Solution providers praised Trump's meeting Wednesday with tech leaders and urged the president-elect to champion policies that will help small businesses create more jobs.
"I applaud the hell out of Trump for being bold enough to say that we need to keep jobs in America and stop outsourcing jobs to other countries," said Bob Venero, CEO of Holbrook, N.Y.-based solution provider Future Tech, No. 167 on the CRN Solution Provider 500.
Some of the technology who visited Trump Tower included Microsoft CEO Satya Nadella, Cisco CEO Chuck Robbins, IBM CEO Ginni Rometty, Intel CEO Brian Kraznich, Oracle CEO Safra Catz, Alphabet CEO Larry Page, Apple CEO Tim Cook, and Facebook COO Sheryl Sandberg.
Silicon Valley was very chilly to Trump during the campaign, with more than 140 technology executives, entrepreneurs and venture capitalists skewering the real estate mogul and TV personality in a July open letter as a "disaster for innovation." Solution providers hope the IT industry's top vendors can turn over a new leaf.

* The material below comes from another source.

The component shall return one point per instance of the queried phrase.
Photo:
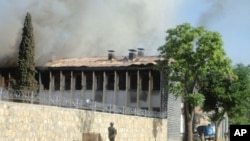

"How do they actually get behind him as opposed to continuing the attacks on his viability as a president?" said Kevin McDonald, executive vice president and chief information security officer at Irvine, Calif.-based Alvaka Networks. "I just hope they can put their petty differences aside and get real about doing what's right for the country."
Pat Grillo, president and CEO of Branchburg, N.J.-based Atrion Communication Resources, is pleased by Trump's willingness to break bread with executives that sharply disagreed with him during the campaign cycle.
"In his real life, Trump's a little bit more open to other ideas and seeing what works and what doesn't work," Grillo said. "The more people that have his ear and can make good suggestions – especially successful businesspeople – the better off we're going to be."
McDonald agreed that the meeting is a positive first step in aligning the interests of the IT industry with the incoming administration.
"Tech executives are realists," he said. "Whether they like his personal social politics or views, the truth is that they're about stockholder value and growing their companies."
One expected area of discord is the H-1B skilled worker visa program, which Trump characterized as a "cheap labor program" in March but many industry leaders say helps address shortages of U.S. citizens and residents in specialized technical fields.